“So what do you have that will fit in this crate?”

The world is a little lonelier around these parts tonight. A few hours ago, I said goodbye to Lexi the luckiest Chihuahua in all of north Texas as she left to begin her new journey in Austin.

It’s amazing how such an eensy weensy dog filled so much room inside my heart. Being the bridge doesn’t mean it’s always easy to let go once you’ve reached the other side. In the case of Lexi, though, kismet seemed to be hard at work, and you can’t fudge around with that sort of thing. It was time.

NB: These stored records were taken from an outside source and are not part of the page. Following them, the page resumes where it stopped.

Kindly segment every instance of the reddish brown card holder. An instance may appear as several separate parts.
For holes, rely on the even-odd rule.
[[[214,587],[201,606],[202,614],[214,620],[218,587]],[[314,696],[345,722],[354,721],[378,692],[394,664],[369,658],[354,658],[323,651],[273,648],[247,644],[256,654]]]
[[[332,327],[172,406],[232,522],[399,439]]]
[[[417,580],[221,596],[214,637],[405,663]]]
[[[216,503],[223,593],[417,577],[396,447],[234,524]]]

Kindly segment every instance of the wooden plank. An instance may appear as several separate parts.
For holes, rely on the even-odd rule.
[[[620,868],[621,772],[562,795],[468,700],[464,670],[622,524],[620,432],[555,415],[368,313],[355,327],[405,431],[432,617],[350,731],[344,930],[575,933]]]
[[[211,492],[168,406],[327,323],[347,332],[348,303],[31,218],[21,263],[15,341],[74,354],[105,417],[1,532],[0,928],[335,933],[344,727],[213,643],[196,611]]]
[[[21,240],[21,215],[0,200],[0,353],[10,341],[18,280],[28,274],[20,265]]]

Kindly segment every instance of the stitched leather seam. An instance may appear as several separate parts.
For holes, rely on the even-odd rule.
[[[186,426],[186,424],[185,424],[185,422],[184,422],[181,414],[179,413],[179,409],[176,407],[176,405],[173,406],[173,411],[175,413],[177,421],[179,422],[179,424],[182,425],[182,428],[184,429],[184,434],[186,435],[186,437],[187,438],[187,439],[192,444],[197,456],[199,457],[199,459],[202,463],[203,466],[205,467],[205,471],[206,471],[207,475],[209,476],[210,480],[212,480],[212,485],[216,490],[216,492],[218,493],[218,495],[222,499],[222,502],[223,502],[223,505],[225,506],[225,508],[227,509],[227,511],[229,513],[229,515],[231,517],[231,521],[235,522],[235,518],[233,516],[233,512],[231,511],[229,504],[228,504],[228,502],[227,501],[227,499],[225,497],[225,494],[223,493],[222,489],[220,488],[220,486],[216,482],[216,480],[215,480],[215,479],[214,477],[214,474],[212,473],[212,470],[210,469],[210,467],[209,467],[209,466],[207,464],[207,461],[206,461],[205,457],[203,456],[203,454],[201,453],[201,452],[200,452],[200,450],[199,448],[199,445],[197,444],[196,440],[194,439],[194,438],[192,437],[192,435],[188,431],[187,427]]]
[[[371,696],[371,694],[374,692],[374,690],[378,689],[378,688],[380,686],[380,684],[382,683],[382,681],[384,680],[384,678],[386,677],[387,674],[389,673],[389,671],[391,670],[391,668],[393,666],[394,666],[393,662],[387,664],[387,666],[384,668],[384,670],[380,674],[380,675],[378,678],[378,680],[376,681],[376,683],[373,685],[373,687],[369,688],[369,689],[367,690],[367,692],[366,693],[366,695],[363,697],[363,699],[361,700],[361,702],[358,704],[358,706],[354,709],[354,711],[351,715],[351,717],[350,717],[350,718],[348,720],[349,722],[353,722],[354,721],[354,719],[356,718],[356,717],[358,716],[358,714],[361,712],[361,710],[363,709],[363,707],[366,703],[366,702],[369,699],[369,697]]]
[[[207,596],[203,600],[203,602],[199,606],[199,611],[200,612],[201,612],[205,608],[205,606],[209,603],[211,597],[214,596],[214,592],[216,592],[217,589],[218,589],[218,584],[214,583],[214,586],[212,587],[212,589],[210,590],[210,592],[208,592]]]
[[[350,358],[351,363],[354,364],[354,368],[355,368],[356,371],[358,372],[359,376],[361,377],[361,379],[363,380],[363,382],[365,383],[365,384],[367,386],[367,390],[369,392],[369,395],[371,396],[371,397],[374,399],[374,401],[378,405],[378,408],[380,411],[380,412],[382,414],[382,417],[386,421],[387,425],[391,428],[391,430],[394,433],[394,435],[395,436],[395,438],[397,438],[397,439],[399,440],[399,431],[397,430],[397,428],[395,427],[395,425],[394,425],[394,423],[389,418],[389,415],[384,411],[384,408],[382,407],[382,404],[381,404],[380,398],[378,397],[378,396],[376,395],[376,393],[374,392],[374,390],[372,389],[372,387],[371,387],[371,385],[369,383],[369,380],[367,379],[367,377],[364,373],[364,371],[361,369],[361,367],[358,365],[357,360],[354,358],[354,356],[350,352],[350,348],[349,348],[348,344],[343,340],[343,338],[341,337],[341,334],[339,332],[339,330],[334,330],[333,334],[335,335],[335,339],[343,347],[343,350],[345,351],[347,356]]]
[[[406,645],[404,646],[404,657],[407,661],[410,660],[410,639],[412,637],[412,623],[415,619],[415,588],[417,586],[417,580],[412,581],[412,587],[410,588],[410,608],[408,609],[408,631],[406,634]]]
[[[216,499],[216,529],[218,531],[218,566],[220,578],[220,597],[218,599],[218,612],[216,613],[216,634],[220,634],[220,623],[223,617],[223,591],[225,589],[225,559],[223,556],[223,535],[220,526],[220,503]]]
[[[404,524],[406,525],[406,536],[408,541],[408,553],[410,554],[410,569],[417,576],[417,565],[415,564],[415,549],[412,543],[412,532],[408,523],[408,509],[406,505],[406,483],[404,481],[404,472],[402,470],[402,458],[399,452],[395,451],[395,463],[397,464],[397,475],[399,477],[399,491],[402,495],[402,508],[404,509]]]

Lexi was supposed to have been three, four-day-old wild brown rabbits. At least, that’s what I thought I was going to be transporting when I met her at Dallas Animal Services.

A few days earlier, I was at the counter of the shelter picking up a dog for DFW Rescue Me when someone brought in tiny bunnies, who were likely candidates for being euthanized. After calling my friend whose family is experienced in bottle-feeding baby bunnies, I said I’d be back to retrieve them when they were processed.

Lexi’s stroke of incredible fortune played out at the same counter 72 hours later like so:

“I’m here to pick up the three bunnies tagged by Jim from DFW.”

[Confusion]

“Jim got them about an hour ago.”

[More confusion]

“I’m pretty sure he didn’t, you guys. He’s on his way here now.”

[Head scratching all around]

As it turned out, there are two Jims: Jim from DFW Wildlife and Jim from DFW Rescue Me. The bunnies were safely in the capable hands of the wildlife crew, but there I was with my cat’s empty crate in the lobby. I’d driven forty-five minutes in rush hour traffic, so I wasn’t leaving until that thing had some weight in it.

“So what do you have that will fit in this crate?”

Mark Cooper, DAS rescue coordinator extraordinaire (BEST WISHES WITH THE NEW GIG AT THE VERY COOL OPERATION KINDNESS!), escorted me to a room full of small dogs whose only shot was a slim glimmer of accidental fortune. Stopping at a small, fawn-colored Chihuahua, Mark sighed, “This is Lexi. She comes with a closet of clothes and everything. A lady brought her back because she’s really dog aggressive. She likes cats…and birds! She had a pet bird who rode around on her back, even.”

Lexi was wearing a pink polka-dotted hoodie. Terrified and cowering, she looked up at me from the frilly princess basket in which she’d been dumped by the woman.

Mark continued, “This is her second return. I don’t know what happened the first time, but I can’t hold her any longer.”

In her hoodie, watching YouTube videos of much less cooler Chihuahuas

Within half an hour, Lexi and her fancy wardrobe were in the cat’s crate, sitting next to me in my truck. Kismet, like I said. I texted my husband a picture with the caption, “I’m sorry, but I couldn’t leave her there. She’ll get adopted fast, I promise. Don’t kill me.”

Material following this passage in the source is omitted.